Spectrum Pharmaceuticals Presents Results in HER2 Exon 20 Insertion Mutations from Cohort 2 of the Poziotinib ZENITH20 Clinical Trial
Spectrum Pharmaceuticals (NasdaqGS: SPPI), a biopharmaceutical company focused on novel and targeted oncology therapies, today presented additional results from its pivotal Phase 2 clinical trial, ZENITH20, evaluating poziotinib in previously treated non-small cell lung cancer (NSCLC) patients with HER2 exon 20 insertion mutations (Cohort 2). The on-demand mini oral session is part of the European Society for Medical Oncology (ESMO) Virtual Congress 2020 Science Weekend being held September 19 – 21, 2020.
“This is the first presentation to the medical and scientific community of the positive results from our registrational Cohort 2 from the ZENITH20 clinical trial,” said Francois Lebel, M.D., Chief Medical Officer of Spectrum Pharmaceuticals. “There is no approved treatment for NSCLC patients with HER2 exon 20 insertion mutations, and we look forward to sharing this data with the FDA and discussing the path forward for poziotinib registration.”

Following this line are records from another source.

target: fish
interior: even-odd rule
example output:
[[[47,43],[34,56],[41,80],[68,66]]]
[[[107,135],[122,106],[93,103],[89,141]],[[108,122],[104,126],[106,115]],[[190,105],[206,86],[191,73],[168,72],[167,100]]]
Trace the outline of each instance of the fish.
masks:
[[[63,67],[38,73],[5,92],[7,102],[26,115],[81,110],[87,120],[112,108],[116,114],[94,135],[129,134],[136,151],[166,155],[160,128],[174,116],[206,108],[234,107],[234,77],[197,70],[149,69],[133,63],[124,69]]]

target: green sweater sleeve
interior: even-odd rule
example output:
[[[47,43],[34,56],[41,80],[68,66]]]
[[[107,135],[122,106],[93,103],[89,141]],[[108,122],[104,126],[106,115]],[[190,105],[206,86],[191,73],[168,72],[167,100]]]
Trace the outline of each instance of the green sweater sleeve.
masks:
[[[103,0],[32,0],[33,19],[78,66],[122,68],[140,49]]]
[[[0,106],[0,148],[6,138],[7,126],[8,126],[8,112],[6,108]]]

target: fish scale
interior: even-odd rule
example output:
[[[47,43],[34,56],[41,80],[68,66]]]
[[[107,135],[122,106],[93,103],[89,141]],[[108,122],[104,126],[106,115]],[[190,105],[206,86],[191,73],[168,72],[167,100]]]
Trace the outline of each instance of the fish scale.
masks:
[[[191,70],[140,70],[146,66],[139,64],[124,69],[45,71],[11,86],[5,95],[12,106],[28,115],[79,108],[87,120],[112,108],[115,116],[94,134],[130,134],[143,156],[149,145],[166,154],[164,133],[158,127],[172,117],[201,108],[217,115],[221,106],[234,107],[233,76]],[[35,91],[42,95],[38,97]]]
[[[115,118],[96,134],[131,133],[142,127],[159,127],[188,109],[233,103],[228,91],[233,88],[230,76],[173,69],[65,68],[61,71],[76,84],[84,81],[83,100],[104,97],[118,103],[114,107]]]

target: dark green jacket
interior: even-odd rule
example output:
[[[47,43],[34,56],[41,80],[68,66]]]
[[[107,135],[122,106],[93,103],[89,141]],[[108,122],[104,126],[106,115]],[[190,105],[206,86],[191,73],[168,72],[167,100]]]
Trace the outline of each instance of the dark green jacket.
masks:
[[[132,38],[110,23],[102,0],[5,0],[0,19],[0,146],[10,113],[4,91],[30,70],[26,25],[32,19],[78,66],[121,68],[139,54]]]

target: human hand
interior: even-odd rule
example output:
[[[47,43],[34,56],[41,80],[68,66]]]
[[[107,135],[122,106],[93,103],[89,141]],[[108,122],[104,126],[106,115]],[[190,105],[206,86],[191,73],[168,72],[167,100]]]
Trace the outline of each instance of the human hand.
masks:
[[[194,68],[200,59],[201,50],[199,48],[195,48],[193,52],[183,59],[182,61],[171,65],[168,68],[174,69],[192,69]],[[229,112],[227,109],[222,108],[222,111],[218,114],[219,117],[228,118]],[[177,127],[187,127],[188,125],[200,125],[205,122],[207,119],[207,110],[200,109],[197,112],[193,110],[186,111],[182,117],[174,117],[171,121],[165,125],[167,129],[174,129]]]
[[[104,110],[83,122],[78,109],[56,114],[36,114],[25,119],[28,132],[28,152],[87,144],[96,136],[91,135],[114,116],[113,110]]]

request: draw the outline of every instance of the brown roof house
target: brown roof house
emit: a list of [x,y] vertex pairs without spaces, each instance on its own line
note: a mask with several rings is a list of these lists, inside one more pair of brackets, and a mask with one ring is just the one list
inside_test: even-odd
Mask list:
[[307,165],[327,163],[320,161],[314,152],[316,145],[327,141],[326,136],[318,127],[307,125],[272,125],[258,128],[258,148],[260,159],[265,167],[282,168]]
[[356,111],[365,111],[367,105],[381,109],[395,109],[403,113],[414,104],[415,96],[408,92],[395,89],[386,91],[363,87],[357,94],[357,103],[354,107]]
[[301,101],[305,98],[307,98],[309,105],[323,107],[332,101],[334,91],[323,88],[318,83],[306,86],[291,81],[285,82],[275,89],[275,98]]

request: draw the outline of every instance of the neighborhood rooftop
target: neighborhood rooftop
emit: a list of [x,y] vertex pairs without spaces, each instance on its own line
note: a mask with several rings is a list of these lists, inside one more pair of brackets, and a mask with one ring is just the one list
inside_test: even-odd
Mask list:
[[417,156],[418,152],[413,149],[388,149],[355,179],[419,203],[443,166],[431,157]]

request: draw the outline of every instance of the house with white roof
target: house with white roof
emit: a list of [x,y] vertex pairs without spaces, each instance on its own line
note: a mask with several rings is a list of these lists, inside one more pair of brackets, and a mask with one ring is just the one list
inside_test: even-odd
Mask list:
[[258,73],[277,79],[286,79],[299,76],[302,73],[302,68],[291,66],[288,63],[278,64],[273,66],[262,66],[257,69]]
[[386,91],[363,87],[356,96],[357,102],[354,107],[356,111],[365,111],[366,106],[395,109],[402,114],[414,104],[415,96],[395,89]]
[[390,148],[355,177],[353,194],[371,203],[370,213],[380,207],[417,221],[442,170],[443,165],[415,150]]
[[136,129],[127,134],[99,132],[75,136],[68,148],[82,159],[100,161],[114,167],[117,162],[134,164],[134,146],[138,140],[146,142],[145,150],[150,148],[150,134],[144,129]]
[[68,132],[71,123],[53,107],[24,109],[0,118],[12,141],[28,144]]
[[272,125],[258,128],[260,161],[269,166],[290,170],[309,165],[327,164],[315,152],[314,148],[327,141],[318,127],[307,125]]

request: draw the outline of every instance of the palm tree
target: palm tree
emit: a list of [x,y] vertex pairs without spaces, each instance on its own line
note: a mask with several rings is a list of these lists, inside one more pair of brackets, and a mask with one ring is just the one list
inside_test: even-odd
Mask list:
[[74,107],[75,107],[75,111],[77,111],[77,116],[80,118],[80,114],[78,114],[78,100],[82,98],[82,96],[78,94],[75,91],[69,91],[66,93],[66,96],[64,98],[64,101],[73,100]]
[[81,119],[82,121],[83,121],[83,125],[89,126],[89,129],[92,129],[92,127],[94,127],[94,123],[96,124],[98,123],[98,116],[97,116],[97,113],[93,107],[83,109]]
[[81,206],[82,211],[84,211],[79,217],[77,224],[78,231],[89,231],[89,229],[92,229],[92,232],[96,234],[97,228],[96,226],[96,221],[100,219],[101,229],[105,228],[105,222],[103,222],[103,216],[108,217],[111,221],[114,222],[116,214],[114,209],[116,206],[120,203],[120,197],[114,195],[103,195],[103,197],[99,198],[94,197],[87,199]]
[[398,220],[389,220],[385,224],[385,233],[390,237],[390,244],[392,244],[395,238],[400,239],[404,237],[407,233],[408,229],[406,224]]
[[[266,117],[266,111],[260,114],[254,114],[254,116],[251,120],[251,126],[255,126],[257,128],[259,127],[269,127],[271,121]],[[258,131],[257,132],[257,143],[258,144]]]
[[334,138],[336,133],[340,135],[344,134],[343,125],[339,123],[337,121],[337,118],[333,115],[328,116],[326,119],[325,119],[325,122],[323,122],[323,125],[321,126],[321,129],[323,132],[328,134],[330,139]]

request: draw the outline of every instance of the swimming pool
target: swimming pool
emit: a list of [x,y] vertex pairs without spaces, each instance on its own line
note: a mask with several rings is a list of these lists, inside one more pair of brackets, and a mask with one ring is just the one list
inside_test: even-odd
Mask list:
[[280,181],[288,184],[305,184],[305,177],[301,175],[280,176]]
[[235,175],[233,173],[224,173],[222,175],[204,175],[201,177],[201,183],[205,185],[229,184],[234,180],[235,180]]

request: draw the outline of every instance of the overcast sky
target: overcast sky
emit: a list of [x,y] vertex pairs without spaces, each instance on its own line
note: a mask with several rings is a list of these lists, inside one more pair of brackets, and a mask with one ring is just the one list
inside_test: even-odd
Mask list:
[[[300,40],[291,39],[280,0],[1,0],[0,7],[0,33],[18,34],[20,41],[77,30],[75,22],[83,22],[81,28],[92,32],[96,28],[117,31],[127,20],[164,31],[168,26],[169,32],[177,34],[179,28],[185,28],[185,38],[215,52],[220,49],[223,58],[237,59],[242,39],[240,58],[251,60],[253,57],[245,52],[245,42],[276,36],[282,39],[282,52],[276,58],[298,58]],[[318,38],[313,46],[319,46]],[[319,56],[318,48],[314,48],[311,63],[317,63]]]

The presentation titled “ZENITH20, a multinational, multi-cohort Phase 2 study of poziotinib in NSCLC patients with EGFR or HER2 Exon 20 mutations” is available to members of ESMO and can be accessed on the meeting website here: https://cslide.ctimeetingtech.com/esmo2020/attendee/confcal_1/session/ .... A copy of the slides can also be found at: https://investor.sppirx.com/index.php/events-and-presentations.
ZENITH20 Trial Design and Results for Cohort 2
Cohort 2 of the ZENITH20 trial enrolled 90 patients who received an oral once daily dose of 16 mg of poziotinib. The intent-to-treat analysis demonstrated a confirmed objective response rate (ORR) of 27.8% (95% CI, 18.9%-38.2%). The observed lower bound of 18.9% exceeded the pre-specified lower bound of 17%. The disease control rate (DCR) was 70% while tumor reduction occurred in 67 patients (74%), with median tumor reduction of 22%. The evaluable patient analysis (n=74) demonstrated a confirmed ORR of 35.1% (95% CI, 24.4% – 47.1%) with a disease control rate of 82.4%.
The median duration of response was 5.1 months (range 1 to >12.3), with a median follow up of 8.3 months and the median progression free survival was 5.5 months (range 0 to >13.1). 13 patients (14%) had treatment-related serious adverse events and 11 patients (12%) permanently discontinued due to adverse events. Grade 3 treatment related rash was observed in 27 patients (30%) with diarrhea in 23 patients (26%). Stomatitis/mucosal inflammation Grades 3 and 4 occurred in 21 patients (23%). Dose interruptions were reported in 78 patients (87%), and dose reductions in 70 patients (78%), which was similar to the rates in Cohort 1.